When some of your initially happy doctors, nurses, or front-end employees keep leaving your organization, there’s usually an underlying factor. Multiple issues in a high-pressure healthcare setting may be responsible for demoralizing even the most dedicated staff. To avoid paying a heavy price for high turnover in your clinic, you must address the factors undermining your employees’ happiness and satisfaction at work.
1. Make Room for Promotions
As in any other profession, medical employees have career growth aspirations, and you can support them by making space for promotions. Many people will leave their current employer for a competitor if they don’t get the support they need to grow. Most of your healthcare staff will stay if you offer them a solid pathway for promotion and greater success.
Strategies like strength-based coaching can help you meet hiring requirements and fill skill gaps while empowering your current employees to take up bigger roles in your organization. For your dedicated and qualified staff missing out on promotions, consider offering better perks, including good remuneration. Non-monetary rewards such as recognition for excellent performance or career milestones can also motivate your employees to stay.
2. Ask for Feedback
Getting to know what’s in your employee’s mind is a vital step toward reducing turnover. Some of them might resign without blaming your organization for their exit, but that doesn’t necessarily make for a happy ending. Sometimes, the underlying problems might not be obvious and won’t come to the forefront unless you probe and solicit feedback frequently.
Due to the fear of retribution or just professional courtesy, most disgruntled medical employees won’t question their superiors. So, you need to have an open door policy and create an environment in which your staff can freely express their opinion, including views that you may not like or agree with. Besides asking for constructive employee feedback, conduct exit interviews to uncover potential human resources issues. The insights you obtain can help fix issues ailing your human resources department for future improvement.
3. Streamline Processes
Inefficient workflows can affect anyone in your healthcare organization, from front-end to administrative and clinical staff. When there’s too much to handle and poor work processes, there will be burnout, and impacted employees may consider quitting. Going digital and putting all processes on one system can help make lighter work of your medical workers’ routine responsibilities.

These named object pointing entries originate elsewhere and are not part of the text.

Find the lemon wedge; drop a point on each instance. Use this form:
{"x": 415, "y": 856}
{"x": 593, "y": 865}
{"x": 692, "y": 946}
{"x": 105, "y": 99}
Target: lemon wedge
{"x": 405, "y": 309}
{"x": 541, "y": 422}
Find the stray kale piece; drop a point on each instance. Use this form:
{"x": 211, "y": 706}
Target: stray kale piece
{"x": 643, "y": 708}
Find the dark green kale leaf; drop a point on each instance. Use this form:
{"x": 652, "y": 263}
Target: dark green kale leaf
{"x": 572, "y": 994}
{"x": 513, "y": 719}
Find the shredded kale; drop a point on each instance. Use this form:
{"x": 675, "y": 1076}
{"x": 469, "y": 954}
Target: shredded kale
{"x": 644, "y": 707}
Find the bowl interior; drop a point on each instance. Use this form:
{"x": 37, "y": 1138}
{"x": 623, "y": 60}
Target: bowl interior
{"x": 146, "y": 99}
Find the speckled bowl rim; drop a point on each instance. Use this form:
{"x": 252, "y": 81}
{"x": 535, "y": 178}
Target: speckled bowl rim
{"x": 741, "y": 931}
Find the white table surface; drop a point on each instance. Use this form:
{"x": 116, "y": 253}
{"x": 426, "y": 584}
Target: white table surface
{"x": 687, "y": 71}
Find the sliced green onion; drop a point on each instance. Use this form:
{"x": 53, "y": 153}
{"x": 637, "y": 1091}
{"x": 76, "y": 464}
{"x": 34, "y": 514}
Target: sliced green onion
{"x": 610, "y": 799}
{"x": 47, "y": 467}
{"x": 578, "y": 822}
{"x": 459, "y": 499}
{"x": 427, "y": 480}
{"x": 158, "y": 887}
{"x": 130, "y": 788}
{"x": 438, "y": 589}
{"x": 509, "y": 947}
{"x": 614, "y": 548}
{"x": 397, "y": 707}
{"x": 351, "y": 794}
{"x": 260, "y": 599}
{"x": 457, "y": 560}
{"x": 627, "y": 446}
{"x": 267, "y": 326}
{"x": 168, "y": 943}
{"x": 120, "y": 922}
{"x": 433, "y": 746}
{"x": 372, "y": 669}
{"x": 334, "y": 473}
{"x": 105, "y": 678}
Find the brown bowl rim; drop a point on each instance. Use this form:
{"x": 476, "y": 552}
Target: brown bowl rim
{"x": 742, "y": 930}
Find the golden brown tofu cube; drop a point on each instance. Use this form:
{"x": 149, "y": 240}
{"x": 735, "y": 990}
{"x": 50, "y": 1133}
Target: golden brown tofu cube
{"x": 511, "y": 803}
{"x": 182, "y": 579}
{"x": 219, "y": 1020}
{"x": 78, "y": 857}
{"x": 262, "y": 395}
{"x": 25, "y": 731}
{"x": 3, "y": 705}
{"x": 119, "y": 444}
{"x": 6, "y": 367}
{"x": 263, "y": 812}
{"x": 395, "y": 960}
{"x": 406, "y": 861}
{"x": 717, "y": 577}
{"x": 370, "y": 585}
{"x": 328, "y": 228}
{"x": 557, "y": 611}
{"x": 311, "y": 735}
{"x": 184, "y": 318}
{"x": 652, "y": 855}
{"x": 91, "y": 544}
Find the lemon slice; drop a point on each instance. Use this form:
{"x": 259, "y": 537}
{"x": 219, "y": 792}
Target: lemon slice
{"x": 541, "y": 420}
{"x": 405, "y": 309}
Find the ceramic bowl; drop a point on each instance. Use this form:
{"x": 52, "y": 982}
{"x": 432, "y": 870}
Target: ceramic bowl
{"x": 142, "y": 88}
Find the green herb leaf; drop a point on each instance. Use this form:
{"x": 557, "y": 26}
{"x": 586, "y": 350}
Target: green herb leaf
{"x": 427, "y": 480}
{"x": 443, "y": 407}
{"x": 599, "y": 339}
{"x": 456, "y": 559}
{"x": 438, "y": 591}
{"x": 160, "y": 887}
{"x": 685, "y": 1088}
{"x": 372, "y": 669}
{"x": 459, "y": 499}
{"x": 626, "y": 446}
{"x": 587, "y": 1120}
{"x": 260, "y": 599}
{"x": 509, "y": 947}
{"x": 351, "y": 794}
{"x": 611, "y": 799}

Look into cloud-based solutions like NextGen EMR software. You can store your digital clinical files on the electronic medical record (EMR) system for easy retrieval and reporting. The application also streamlines administrative workflows such as scheduling and billing.
4. Fire When Necessary
Not everyone in your organization is worth retaining. If there’s one “bad apple” constantly causing office drama, consider firing them before they poison your entire team. You should also replace those who are not pulling their weight. Your most loyal employees can help identify any bad apples in their midst, so always pay attention to specific complaints and remediate swiftly.
5. Allow for Time Off
The medical field often requires employees to work holidays with few breaks or no time off. While continuity of care is vital, it shouldn’t come at the expense of your workers’ health and satisfaction. Consider creating a rotating schedule to prevent staff burnout.
You can also have temporary help ready, such as by hiring contract nurses, so an employee can take a vacation when needed. Let your employees take mental health days to ease any pent-up stress and freshen up. Also, allow them enough sick days to recover and come back fully rested.
6. Promote a Positive Work Culture
Building a healthy work culture based on your organization’s core values can help check staff turnover. But it starts from the top—your medical practice’s leadership should demonstrate respect for all and a greater appreciation for employees’ concerns across all ranks. Ensure to promote positivity and team building, fostering cohesion among your healthcare employees.
When a nurse, doctor, or customer-support employee excels at work, offer them praise and encouragement. Always reward loyalty and make everyone feel valued and appreciated. A positive work culture where teamwork and professionalism thrive can encourage healthcare employees to come to work each day.
Keep Your Best Employees Around
Between high burnout rates, lack of opportunities to develop professionally, and feeling undervalued, many healthcare workers may gradually disengage and desire to leave their current jobs. This is a solvable problem, but you need to act swiftly to offer your medical employees sufficient moral support and the resources they need to give high-quality patient care. Having a positive work culture, engaging staff, including by encouraging feedback, and streamlining routine workflows are some of the measures you can adopt to keep your best talent dedicated and loyal.